L’improbable équation de l’avenir

Extrait de  “Demain La Décroissance – Entropie – Écologie – Économie” de Nicholas Georgescu Roegen (Traduction de Jacques Grinevald et Ivo Rens)

Septième partie – L’improbable équation de l’avenir

La conclusion est évidente. Chaque fois que nous produisons une voiture, nous détruisons irrévocablement une quantité de basse entropie qui, autrement pourrait être utilisée pour fabriquer une charrue ou une bêche. Autrement dit, chaque fois que nous produisons une voiture, nous le faisons au prix d’une baisse du nombre de vies humaines à venir. Il se peut que le développement économique fondé sur l’abondance industrielle soit un bienfait pour nous et pour ceux qui pourront en bénéficier dans un proche avenir: il n’en est pas moins opposé à l’intérêt de l’espèce humaine dans son ensemble, si du moins son intérêt est de durer autant que le permet sa dot de basse entropie. Au travers de ce paradoxe du développement économique, nous pouvons saisir le prix dont l’homme doit payer le privilège unique que constitue sa capacité de dépasser ses limites biologiques dans sa lutte pour la vie.

Des biologistes aiment à répéter que la sélection naturelle constitue une série de gigantesques bévues car elle ne tient pas compte des conditions à venir. Cette remarque, qui implique que l’homme est plus sage que la nature et devrait prendre la relève de cette dernière, tend à prouver que la vanité de l’homme et la présomption des scientifiques ne connaîtront jamais leurs limites. Car la course au développement économique, qui est le trait distinctif de la civilisation moderne, ne laisse aucun doute quant au manque de clair­voyance de l’homme. C’est seulement à cause de sa nature biologique (des instincts dont il a hérité) que l’homme a le souci de ses descendants immé­diats, mais généralement non point au delà de ses arrière-petits-enfants. Et il n’y a ni cynisme ni pessimisme à croire que, même si on lui faisait prendre conscience de la problématique entropique de l’espèce humaine, l’humanité n’abandonnerait pas volontiers ses fastes actuels en vue de faciliter la vie des humains qui naîtront dans dix mille ans, voire dans mille ans seulement.

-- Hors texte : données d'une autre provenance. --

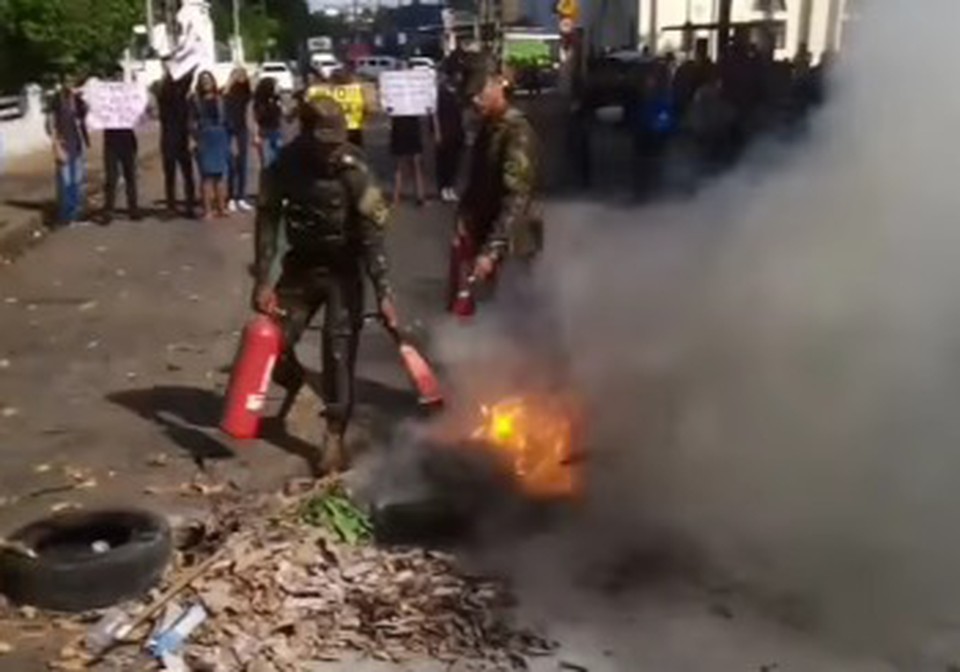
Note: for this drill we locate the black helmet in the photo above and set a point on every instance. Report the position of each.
(325, 119)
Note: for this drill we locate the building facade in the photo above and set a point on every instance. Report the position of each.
(676, 25)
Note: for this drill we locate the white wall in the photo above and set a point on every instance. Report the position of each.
(670, 13)
(25, 134)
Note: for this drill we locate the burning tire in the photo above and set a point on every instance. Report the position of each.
(85, 560)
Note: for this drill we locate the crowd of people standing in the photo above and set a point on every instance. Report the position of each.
(207, 135)
(701, 113)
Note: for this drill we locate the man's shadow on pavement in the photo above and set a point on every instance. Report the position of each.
(190, 417)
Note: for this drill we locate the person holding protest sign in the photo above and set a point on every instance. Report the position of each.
(174, 111)
(346, 91)
(119, 155)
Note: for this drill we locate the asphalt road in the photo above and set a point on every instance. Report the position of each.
(114, 350)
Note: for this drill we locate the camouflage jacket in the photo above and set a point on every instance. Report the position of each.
(284, 182)
(498, 207)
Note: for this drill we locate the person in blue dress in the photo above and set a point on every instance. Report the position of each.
(211, 144)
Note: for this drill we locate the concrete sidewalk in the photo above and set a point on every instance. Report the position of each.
(28, 190)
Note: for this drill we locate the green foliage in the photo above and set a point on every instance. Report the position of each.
(334, 510)
(260, 31)
(42, 38)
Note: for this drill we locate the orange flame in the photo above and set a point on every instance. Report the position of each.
(535, 439)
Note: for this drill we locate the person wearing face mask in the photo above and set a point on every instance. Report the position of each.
(322, 197)
(498, 214)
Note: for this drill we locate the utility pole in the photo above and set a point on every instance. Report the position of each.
(806, 18)
(149, 8)
(723, 28)
(237, 42)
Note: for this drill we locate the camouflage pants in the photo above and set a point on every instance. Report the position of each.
(301, 294)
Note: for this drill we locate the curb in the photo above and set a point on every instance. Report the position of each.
(31, 228)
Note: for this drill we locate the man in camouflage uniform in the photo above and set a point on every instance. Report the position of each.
(333, 214)
(500, 220)
(498, 212)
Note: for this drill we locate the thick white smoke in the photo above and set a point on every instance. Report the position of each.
(772, 368)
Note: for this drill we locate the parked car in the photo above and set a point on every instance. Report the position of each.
(421, 63)
(325, 64)
(370, 67)
(281, 72)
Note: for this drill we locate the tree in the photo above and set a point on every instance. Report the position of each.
(258, 29)
(42, 38)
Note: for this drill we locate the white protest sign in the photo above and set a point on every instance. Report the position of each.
(115, 105)
(408, 93)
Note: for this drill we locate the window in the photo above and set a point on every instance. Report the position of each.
(769, 6)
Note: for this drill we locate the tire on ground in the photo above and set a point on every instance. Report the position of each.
(75, 570)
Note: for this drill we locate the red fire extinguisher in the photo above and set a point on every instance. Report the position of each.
(461, 283)
(259, 349)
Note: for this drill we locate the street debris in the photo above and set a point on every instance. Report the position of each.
(276, 580)
(61, 507)
(333, 510)
(158, 460)
(170, 640)
(17, 547)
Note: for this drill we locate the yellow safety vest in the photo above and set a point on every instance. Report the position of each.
(350, 97)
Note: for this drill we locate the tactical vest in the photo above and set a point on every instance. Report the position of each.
(317, 214)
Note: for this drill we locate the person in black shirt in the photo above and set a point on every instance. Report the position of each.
(268, 115)
(448, 126)
(67, 127)
(236, 102)
(174, 112)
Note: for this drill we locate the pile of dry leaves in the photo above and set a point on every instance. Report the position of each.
(286, 593)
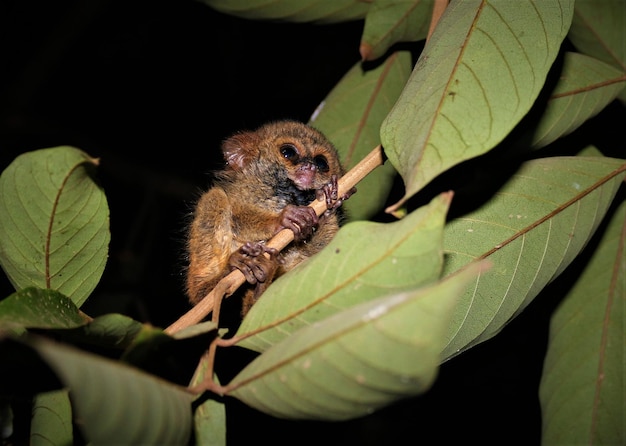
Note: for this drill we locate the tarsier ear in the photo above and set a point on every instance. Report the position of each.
(239, 149)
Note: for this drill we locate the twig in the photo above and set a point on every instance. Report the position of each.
(229, 284)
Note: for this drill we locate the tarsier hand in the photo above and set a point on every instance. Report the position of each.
(251, 261)
(330, 193)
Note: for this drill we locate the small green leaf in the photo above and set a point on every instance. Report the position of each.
(531, 230)
(37, 308)
(118, 404)
(319, 11)
(477, 77)
(54, 222)
(391, 21)
(52, 419)
(363, 262)
(351, 115)
(583, 382)
(598, 31)
(361, 359)
(585, 87)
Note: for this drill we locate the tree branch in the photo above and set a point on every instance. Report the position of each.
(229, 284)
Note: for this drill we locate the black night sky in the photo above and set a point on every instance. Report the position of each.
(152, 87)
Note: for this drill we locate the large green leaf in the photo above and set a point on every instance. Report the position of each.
(391, 21)
(583, 382)
(585, 87)
(51, 422)
(351, 115)
(599, 30)
(54, 222)
(356, 361)
(117, 404)
(531, 230)
(478, 75)
(364, 261)
(37, 308)
(320, 11)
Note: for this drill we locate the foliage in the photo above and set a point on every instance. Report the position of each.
(497, 203)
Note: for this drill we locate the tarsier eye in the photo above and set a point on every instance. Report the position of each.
(322, 163)
(289, 151)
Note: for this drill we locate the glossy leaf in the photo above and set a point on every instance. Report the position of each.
(37, 308)
(585, 87)
(51, 422)
(583, 381)
(117, 404)
(54, 222)
(392, 21)
(351, 115)
(478, 75)
(599, 29)
(319, 11)
(531, 230)
(359, 360)
(363, 262)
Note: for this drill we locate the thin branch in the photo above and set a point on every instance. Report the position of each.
(229, 284)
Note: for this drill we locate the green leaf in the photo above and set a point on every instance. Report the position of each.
(117, 404)
(52, 419)
(109, 330)
(597, 30)
(582, 387)
(37, 308)
(585, 87)
(391, 21)
(351, 115)
(477, 77)
(363, 262)
(359, 360)
(54, 222)
(319, 11)
(531, 230)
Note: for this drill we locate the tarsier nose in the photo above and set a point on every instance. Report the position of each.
(307, 165)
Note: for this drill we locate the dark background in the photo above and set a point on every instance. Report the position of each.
(152, 87)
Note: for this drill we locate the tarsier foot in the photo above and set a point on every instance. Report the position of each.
(256, 267)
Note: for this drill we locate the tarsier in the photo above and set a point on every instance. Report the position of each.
(270, 177)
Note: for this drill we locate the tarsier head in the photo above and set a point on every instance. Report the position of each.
(303, 153)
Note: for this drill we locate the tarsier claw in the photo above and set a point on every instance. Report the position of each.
(330, 193)
(302, 220)
(256, 267)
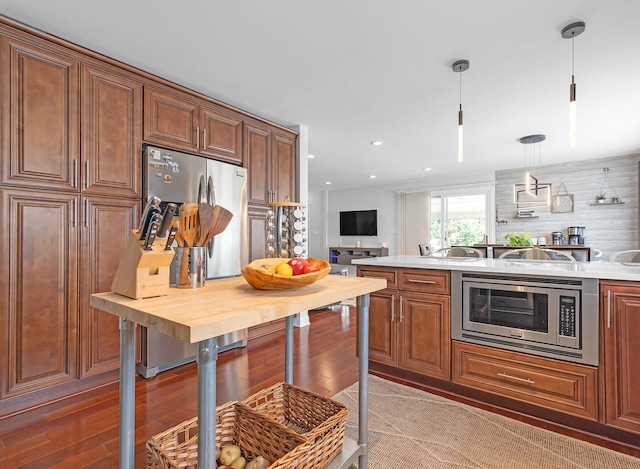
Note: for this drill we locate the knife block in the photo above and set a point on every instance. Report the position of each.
(143, 274)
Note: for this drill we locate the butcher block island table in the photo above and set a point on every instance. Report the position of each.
(222, 306)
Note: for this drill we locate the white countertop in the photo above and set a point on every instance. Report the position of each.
(597, 270)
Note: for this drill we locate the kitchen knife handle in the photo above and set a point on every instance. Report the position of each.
(169, 211)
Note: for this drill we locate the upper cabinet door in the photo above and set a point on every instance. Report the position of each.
(221, 135)
(283, 168)
(111, 134)
(257, 152)
(171, 121)
(40, 116)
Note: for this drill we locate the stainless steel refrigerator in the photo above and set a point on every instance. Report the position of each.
(179, 178)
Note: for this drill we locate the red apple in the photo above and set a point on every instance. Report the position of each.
(297, 264)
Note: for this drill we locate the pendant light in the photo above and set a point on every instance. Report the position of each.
(460, 66)
(570, 32)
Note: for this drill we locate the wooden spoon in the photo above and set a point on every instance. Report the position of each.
(189, 224)
(221, 219)
(205, 215)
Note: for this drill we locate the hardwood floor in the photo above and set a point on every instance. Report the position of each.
(82, 431)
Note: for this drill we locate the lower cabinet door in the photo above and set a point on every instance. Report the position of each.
(424, 322)
(106, 225)
(38, 291)
(563, 386)
(383, 335)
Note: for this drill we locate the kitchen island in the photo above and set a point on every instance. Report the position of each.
(220, 307)
(433, 327)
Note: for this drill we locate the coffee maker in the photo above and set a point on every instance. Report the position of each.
(557, 238)
(576, 234)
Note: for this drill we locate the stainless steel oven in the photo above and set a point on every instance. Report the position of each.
(554, 317)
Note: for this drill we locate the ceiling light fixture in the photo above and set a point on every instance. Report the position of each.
(460, 66)
(570, 32)
(532, 189)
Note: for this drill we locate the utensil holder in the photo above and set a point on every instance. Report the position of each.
(192, 267)
(142, 274)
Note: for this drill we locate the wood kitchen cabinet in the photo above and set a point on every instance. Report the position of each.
(70, 126)
(178, 120)
(38, 290)
(270, 155)
(105, 227)
(39, 92)
(620, 355)
(409, 321)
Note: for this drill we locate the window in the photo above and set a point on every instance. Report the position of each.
(460, 217)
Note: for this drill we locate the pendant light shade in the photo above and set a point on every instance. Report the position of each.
(570, 32)
(460, 66)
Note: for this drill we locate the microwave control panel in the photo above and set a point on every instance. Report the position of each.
(567, 325)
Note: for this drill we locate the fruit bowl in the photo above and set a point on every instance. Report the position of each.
(260, 274)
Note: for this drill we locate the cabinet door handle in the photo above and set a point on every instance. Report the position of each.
(393, 308)
(608, 309)
(524, 380)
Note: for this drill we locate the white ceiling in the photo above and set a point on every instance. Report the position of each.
(354, 71)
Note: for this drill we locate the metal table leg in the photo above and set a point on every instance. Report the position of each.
(363, 390)
(207, 355)
(288, 350)
(127, 393)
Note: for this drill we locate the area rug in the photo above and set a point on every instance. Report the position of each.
(412, 429)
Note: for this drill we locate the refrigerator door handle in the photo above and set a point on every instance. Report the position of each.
(211, 200)
(202, 191)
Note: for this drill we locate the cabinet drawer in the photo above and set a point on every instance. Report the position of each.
(557, 385)
(390, 274)
(428, 281)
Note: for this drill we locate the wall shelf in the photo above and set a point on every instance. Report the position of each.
(344, 255)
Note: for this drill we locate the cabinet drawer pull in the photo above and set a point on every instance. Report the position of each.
(524, 380)
(608, 309)
(393, 308)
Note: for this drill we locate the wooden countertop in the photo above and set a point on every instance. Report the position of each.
(228, 305)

Ayant multiplié ses moyens d’action biologique par ses prothèses industrielles, l’homme ipso facto s’est rendu tributaire d’une source de subsistance très parcimonieuse, allant jusqu’à s’intoxiquer du luxe de la civilisation indus­trielle. Tout se passe comme si l’espèce humaine avait choisi de mener une vie brève mais excitante, laissant aux espèces moins ambitieuses une existence longue mais monotone.

Les questions comme celles que nous venons d’aborder traitent de forces à long terme. Parce que l’action de ces forces est extrêmement lente, nous som­mes enclins à méconnaître leur existence ou, si nous l’admettons, à minimiser leur importance. L’homme est ainsi fait qu’il s’intéresse toujours à ce qui va arriver d’ici à demain et non dans des milliers d’années. Et pourtant, ce sont les forces agissant le plus lentement qui sont en général les plus décisives. La plupart des hommes meurent non d’une force agissant rapidement – telle une pneumonie ou un accident de voiture – mais de l’action lente des forces qui provoquent le vieillissement. Ainsi que le faisait observer un philosophe jaïniste, c’est à la naissance que l’homme commence à mourir. Il n’en demeure pas moins vrai qu’il ne serait pas plus hasardeux de conjecturer l’avenir loin­tain de l’économie humaine que de prédire dans ses grandes lignes la vie d’un enfant nouveau-né. Dans cette perspective, il apparaît que la pression crois­sante exercée sur le stock de ressources minérales que provoque la fièvre moderne du développement industriel, ainsi que le problème toujours plus préoccupant constitué par le besoin de rendre la pollution moins nocive (ce qui accroît d’autant la demande relative au stock en question), conduiront nécessairement l’humanité à rechercher les moyens de faire un plus grand usage du rayonnement solaire, la source la plus abondante d’énergie libre.